女性職員へのセクハラが認定された前町長の辞職に伴う岐阜県岐南町長選が9日、告示された。いずれも無所属新顔で、前町議の後藤友紀氏(47)と元町総務部長の朝倉修一氏(62)=自民党県連推薦=が立候補した。投開票日は14日。8日時点の選挙人名簿登録者数は2万1032人。
後藤氏は2016年の町議補選で初当選。3期目の途中で辞職して立候補した。当選すれば町で初めての女性町長となる。政策実現の一部とするため、町長の退職金をなくすほか、医療費無償化を高校生まで拡大するなどの政策を掲げる。

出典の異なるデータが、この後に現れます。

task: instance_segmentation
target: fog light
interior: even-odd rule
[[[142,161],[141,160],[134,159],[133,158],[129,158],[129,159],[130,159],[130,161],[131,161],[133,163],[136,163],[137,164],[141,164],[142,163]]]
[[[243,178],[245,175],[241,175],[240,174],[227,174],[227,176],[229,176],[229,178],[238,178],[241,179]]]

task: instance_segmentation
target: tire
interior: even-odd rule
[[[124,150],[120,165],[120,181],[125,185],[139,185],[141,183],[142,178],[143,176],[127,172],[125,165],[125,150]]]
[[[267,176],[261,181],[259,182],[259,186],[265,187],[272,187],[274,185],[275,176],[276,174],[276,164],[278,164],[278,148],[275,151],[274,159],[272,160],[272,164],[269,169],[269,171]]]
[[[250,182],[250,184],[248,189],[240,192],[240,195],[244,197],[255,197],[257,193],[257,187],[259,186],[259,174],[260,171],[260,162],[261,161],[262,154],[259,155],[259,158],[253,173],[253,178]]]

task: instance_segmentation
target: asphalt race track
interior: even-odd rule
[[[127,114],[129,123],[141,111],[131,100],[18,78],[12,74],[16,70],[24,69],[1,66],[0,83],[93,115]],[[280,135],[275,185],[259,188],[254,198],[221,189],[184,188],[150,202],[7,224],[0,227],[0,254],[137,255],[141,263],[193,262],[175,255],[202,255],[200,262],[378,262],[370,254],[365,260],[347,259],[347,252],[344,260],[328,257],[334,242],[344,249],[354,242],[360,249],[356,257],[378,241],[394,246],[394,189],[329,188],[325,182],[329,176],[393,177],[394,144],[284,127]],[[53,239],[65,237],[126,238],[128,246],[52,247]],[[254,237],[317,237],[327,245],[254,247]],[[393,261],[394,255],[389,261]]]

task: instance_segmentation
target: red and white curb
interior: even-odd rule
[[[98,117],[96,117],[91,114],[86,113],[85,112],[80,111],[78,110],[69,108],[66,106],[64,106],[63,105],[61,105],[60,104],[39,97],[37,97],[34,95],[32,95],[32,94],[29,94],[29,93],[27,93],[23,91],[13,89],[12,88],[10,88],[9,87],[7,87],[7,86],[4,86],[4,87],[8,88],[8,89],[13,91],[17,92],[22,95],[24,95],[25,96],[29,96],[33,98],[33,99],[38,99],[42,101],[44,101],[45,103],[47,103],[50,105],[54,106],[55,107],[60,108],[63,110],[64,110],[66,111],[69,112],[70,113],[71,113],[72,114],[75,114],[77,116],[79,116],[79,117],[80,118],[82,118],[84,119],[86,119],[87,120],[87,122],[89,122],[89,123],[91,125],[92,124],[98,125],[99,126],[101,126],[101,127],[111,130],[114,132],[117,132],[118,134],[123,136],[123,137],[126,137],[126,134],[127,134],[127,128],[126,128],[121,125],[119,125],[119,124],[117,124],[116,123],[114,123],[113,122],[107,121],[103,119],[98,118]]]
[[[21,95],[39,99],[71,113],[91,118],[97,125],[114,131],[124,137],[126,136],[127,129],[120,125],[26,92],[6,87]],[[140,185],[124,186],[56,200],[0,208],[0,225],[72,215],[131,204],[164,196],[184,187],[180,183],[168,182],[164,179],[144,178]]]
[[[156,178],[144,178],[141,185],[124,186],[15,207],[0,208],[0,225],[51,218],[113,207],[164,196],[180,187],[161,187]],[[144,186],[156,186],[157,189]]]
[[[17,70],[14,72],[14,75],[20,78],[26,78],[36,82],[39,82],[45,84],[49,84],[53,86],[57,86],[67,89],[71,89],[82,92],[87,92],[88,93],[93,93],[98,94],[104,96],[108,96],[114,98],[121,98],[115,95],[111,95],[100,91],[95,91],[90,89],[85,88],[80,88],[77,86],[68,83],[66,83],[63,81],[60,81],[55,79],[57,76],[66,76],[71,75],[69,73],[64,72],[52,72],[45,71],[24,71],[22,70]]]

朝倉氏は議会事務局長などを歴任し、3月まで町図書館長だった。選挙対策本部長には自民県議が就いた。長年の行政経験や人脈を生かして、働きやすい職場作りをめざすほか、ハラスメント防止条例の制定にも取り組むという。
同日告示された町議補選(被選挙数2)はいずれも無所属で、新顔の広瀬恵理子氏(40)と元職の加藤雅浩氏(45)が立候補し無投票で当選した。(保坂知晃、寺西哲生)
後藤友紀氏「町が変わるには今しかない」
政治はいまだ男性中心だ。町議10人のうち女性は2人だった。私が8年前に町議に初当選してから女性議員は増えていない。女性は少数派で、みなさんの思いや私の伝えたいことが伝えきれない8年間だった。
前町長のハラスメントで町の信頼とイメージが失墜した。町が変わるには今しかない。女性の私が町長になって、令和の価値観に変えていく。家庭でお母さんが笑顔になったらどうなるか。子どももお父さんも、おばあさんもおじいさんもみんなが笑顔になる。そんな幸せな社会をみなさんとつくっていきたい。
朝倉修一氏「信頼を取り戻すのが第一歩」
役場で44年間の行政経験があり、多くの仲間を知っている。この経験を生かし、これからの行政を立て直したい。
岐南町は全国的にマイナスのイメージを与えてしまった。今は岐南町の町民からの信頼を取り戻すのが第一歩だ。
当選した際には、職員の心のケアを最優先にしながら、働きやすい職場、風通しの良い職場を目指す。それがおのずと町民サービスにつながると思っている。セクシュアルハラスメントに対する条例の制定なども考えながら、前向きに取り組んでいきたい。